Experiment 4: Scalability to the number of regions.

This experiment tests DAST's scalability to number of regions.

  • Command to run:

    # inside the test container
    python exp4_scalability.py 
    
  • Output: a pdf file named results/data-scalability.pdf containing five figures.

  • Paper claims and expected results:

    • DAST's throughput increases proportionally to the number of regions because the total throughput is mainly contributed by IRTs in each region (irrelevant to the number of regions).
    • DAST's latency is roughly stable.
  • Misc:

    • We used AWS to conducted the scalability evaluation (with up to 100 c5.24xlarge instances). We missed to report it in our submission version but have added it to our camera ready version.
    • The Docker swam engine crashed twice when doing the experiment.
    • With limited resource, you can re-construct the deployment with a smaller region size (e.g., 2 shards per region). The result should show the same trends.
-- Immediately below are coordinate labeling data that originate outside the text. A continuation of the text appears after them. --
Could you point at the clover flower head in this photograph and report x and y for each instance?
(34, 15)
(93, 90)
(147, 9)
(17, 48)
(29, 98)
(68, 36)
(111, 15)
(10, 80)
Experiment 5: DAST's robustness on unstable cross-region networks.

This experiment changes the cross-region RTT from 100 ms to 100 ± X ms.

  • Command to run:

    # inside the test container
    python exp5_robust.py 
    
  • Output: a pdf file named results/data-robust.pdf containing five figures.

  • Paper claims and expected results:

    • DAST's IRT latency is roughly stable, and CRT latency increases roughly proportional to $X$.
    • DAST's throughput slightly dropped (because CRT's latency increases but the number of clients is unchanged.)
  • Misc:

    • Some version of Linux kernel (e.g., 4.15.0-58-generic for Ubuntu 18.04) has a bug on the Linux tc command for setting the cross region RTT to 100 ± X ms, see this bug report.
    • If you see very poor performance (in most cases DAST even cannot start), please use a different version (e.g., Ubuntu 16.04 is OK) or simply skip this trial.